Rapt is based on the kidnapping of a French industrialist in 1978, but it is an original drama set more recently. And it was nominated for four Cesars, the French Oscars. Full review after the jump. Festival schedule here.
Rapt offers a hard economic lesson: Even kidnapping ransoms are subject to market valuation. While a family may consider a member priceless, other people have fixed ideas about what a life is worth.
Nominated for four Cesar awards, including best picture and actor, Rapt chronicles the kidnapping of Stanislas Graff (Yvan Attal), a multimillionaire who heads a massive corporation based in Paris. The criminals are in it purely for profit, and they want 50 million Euros for his return. They cut off one of his fingers to demonstrate how serious they are, and they humiliate and terrorize him for no extra charge. Negotiations get tense when Graff’s wife and the corporation can come up with only 20 million Euros. The kidnappers are ruthless and efficient, but in the end, a dead body is worth nothing to them.
The situation becomes more complicated as the police and government get involved. One lawyer suggests not negotiating, essentially risking paying the price of one human life to close down the industry. As the press swarms to the story, tabloids reveal Graff had multiple mistresses and lost a lot of money while gambling.
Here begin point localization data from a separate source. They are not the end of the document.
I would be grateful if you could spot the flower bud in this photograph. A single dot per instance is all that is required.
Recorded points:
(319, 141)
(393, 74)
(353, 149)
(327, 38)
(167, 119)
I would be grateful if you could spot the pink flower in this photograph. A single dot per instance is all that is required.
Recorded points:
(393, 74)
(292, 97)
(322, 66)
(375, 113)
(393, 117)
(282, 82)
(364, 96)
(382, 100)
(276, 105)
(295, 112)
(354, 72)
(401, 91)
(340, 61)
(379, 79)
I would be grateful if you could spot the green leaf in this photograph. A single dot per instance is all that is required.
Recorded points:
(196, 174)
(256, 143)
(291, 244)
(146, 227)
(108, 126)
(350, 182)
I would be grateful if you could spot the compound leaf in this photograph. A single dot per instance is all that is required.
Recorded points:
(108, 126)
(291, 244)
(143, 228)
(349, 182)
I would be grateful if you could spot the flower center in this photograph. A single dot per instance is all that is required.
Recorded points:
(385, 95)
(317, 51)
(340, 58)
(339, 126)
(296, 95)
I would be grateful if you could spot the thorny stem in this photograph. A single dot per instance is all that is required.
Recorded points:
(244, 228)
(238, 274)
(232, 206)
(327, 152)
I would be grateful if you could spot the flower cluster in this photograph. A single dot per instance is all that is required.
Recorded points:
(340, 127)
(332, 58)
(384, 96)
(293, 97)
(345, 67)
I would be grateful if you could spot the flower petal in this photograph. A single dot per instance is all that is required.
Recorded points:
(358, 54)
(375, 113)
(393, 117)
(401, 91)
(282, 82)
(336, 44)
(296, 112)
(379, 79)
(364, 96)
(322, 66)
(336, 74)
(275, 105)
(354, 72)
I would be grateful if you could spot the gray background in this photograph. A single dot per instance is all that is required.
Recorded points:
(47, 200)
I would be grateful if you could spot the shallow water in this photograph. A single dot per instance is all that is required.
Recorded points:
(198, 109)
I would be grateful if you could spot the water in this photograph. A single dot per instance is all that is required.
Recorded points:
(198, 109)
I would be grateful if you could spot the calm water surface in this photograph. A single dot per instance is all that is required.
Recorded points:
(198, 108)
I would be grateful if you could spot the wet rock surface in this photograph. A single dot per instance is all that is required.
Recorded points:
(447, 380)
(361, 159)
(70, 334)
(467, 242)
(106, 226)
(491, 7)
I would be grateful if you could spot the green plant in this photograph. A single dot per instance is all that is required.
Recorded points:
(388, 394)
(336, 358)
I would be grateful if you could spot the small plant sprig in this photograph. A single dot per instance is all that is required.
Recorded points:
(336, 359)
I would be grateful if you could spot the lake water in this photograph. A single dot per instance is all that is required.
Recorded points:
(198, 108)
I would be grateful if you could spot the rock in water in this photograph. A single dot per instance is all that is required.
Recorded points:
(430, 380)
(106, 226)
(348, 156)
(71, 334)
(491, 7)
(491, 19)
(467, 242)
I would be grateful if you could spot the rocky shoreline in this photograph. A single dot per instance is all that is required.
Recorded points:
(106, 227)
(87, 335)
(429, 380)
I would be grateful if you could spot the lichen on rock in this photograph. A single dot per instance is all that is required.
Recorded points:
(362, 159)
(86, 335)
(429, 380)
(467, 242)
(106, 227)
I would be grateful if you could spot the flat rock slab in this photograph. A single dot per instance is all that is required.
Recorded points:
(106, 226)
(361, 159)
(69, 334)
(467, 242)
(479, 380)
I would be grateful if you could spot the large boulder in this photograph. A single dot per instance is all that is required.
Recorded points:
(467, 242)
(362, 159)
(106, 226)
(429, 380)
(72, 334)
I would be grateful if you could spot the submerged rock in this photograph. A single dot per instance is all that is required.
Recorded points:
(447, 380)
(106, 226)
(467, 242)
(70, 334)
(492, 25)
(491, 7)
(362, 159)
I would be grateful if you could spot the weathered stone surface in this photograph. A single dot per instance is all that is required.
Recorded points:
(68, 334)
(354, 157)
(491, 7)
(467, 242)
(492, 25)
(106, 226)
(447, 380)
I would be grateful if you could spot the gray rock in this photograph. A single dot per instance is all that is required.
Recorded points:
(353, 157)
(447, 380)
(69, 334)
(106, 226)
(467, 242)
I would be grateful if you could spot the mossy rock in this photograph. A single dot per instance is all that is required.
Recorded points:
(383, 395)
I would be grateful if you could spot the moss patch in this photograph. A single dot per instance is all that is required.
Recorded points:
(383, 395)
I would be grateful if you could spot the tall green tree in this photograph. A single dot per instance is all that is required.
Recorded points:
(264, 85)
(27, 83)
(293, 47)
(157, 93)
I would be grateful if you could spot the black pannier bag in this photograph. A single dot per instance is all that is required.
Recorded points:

This humiliates his wife and family and encourages the captors to believe anyone with alleged losses in the millions of Euros must have access to the grand sum they demand. The crass calculations also extend to the corporation, which would prefer the public and unions don’t see Graff as an overpaid playboy who barely impacted operations while collecting extravagant fees.
Graff’s wife Francoise (Anne Consigny) remains committed to preserving her family, ostensibly at any cost, but she becomes increasingly aware that she barely knew her husband.
The French Film Festival is sponsored by the New Orleans Film Society and French Consul General. Tickets $9 general admission, $7 New Orleans Film Society members.